The Company has changed its object clause by adding business activity Information Technology and related activities alongside its existing business activities. Consequently, the name of the Company has been changed from Ashok Alco-Chem Limited to Aeonx Digital Technology Limited effective from 29 December, 2023. Furthermore, BSE Ltd. approved the application for the change of name on 19 March, 2024, and accordingly, a new script ID AEONXDIGI has been provided for the BOLT Plus System.

DIRECTORS AND KEY MANAGERIAL PERSONNEL (KMP)

Retirement by Rotation

In accordance with the provisions of Section 152 of the Companies Act, 2013 and the Articles of Association of your Company, Mr. Manan Shah (DIN : 06378095), retires by rotation at the ensuing Annual General Meeting and being eligible has offered himself for re-appointment.

The details as required under the provisions of the Companies Act and Listing Regulations are provided in the Notice convening the ensuing Annual General Meeting.

Appointment/Re-Appointment of Director

The Board of Directors, on the recommendation of Nomination and Remuneration Committee, at its meeting held on 14 August, 2024, appointed Mr. Viraj Mehta (DIN: 09226350) as an Additional Director in the capacity of Independent Director for a term of five consecutive years, subject to the approval of the Shareholders of the Company.

An ordinary resolution seeking approval of the shareholders for his appointment as Non-Executive, Independent Director on the Board of Directors of the Company forms part of Notice convening 32 Annual General Meeting.

The relevant details of Mr.
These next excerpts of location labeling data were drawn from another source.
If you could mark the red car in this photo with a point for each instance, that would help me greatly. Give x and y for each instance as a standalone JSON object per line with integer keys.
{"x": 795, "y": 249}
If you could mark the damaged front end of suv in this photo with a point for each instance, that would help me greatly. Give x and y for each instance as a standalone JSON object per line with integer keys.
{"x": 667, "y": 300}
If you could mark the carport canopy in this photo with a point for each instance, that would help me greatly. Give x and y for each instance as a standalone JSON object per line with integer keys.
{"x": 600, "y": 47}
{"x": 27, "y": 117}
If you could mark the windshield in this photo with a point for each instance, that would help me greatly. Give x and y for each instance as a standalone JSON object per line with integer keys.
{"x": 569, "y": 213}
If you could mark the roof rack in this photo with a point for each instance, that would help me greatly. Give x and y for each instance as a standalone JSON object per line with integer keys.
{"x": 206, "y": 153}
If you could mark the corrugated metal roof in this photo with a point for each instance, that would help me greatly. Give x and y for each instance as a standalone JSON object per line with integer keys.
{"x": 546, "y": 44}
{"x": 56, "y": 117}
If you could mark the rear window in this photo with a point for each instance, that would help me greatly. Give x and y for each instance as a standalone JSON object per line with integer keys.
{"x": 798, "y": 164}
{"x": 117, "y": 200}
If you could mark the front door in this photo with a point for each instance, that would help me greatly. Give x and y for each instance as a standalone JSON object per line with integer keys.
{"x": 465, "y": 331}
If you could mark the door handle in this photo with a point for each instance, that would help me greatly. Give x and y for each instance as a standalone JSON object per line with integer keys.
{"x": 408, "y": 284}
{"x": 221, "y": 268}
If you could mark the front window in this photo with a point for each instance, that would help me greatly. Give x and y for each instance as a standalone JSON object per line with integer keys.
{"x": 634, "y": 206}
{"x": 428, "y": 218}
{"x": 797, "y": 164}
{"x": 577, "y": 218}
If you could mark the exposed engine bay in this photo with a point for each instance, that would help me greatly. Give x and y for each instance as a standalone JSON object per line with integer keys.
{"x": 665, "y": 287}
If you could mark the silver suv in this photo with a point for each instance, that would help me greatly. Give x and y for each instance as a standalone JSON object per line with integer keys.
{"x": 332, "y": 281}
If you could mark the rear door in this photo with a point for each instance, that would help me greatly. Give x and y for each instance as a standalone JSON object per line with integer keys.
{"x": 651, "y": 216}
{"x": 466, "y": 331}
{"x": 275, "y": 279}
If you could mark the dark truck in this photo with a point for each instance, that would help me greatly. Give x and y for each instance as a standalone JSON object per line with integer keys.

Viraj Mehta as required pursuant to the provisions of the Companies Act, 2013 and the Listing Regulations are furnished in the Notice of the 32 Annual General Meeting.

The Board is of the opinion that the Independent Directors appointed during the year under review are person(s) of integrity and possess core skills/expertise/competencies (including the proficiency) as identified by the Board of Directors as required in the context of Company's business(es) and sector(s) for the Company to function effectively.

Independent Directors

The following Non-Executive Directors are Independent Directors in terms of the provisions of section 149(6) of the Act read with the provisions of the SEBI (Listing Obligations and Disclosure Requirements) Regulations, 2015 (hereinafter referred to as "Listing Regulations").

a) Mr. Manoj Ganatra b) Mr. Shekhaar Shetty c) Mrs. Hina Shah d) Mr. Ketan Shrimankar e) Mr. Viraj Mehta (Appointed w.e.f 14.08.2024)

The said Independent Directors are not liable to retire by rotation. The Company has received declarations from all the Independent Directors confirming that:-

l they meet the criteria of independence as prescribed under Section 149(6) of the Act and Regulation 16(1)(b) of the Listing Regulations and are independent from the management and there has been no change in the circumstances which may affect their status as independent director during the year. l they have registered their names in the Independent Directors' Databank.

Non-Executive Directors

The Non-Executive Directors were not paid any remuneration other than the sitting fees and reimbursement of expenses incurred by them for the purpose of attending meetings of the Company.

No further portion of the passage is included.